Georgetown law professor Cashin, the author of Loving, Place Not Race, and other notable books on racial issues, shows how so many of today's "descendants" of American slavery are trapped in high-poverty neighborhoods because of deliberate state and federal policy decisions that “construct ghettos” and perpetuate inequality. She illustrates how anti-Black processes of sorting out the "residential caste"—boundary maintenance, opportunity hoarding, and stereotype-driven surveillance—led to overinvestment in affluent areas ("white space") and disinvestment from Black neighborhoods. Using the urban history of Baltimore as an example, Cashin describes how "redlining" codified a two-tier system of home loans; "blockbusting" enticed panic selling by White homeowners; and intrusive road-building cleared out inner-city "blight" (read: “undesired people”). "Urban renewal" effectively contained descendants in high-poverty, high-crime areas. Ghettoization, in turn, defined Black space, allowing bigots to attribute bleak living conditions to Blacks' allegedly "innate character.” Even the word ghetto became an adjective describing inner-city style, dress, speech, and social codes. All of these hold today: “The past is not past.” Segregation, fear, and racism are mutually reinforcing. The implicit racism in the redlining process often led to D ratings for Black neighborhoods, marking them as "hazardous," while the Federal Housing Administration’s 30-year mortgage plan, a path to the middle class, has always been offered primarily to Whites. Meanwhile, interstate highways facilitate White flight, effectively creating walls around Black neighborhoods. While extensively documented and amply footnoted, Cashin's survey remains compelling and accessible to a general readership.

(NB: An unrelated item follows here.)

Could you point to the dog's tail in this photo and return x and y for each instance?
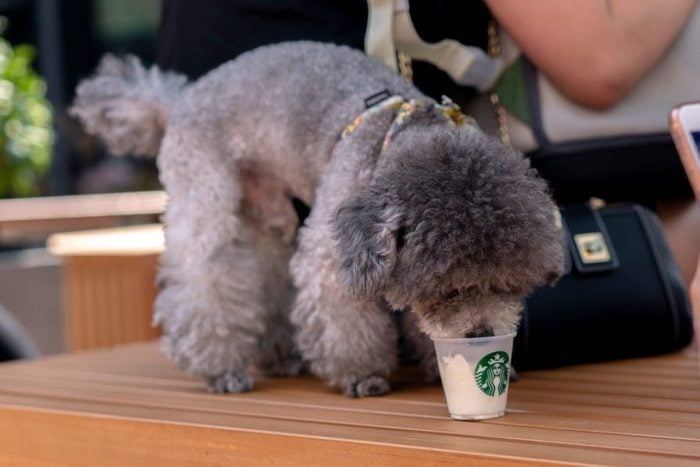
(126, 104)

She clearly presents the effects of concentrated poverty on a populace—how, for example, segregated schools affect educational outcomes—and shows how the work is never done. “While we must stop the bleeding at its source and prioritize poor Black neighborhoods,” she writes, “broader systems work is never finished in America.”
A resonant, important argument that White supremacy and racial division poison life in our cities.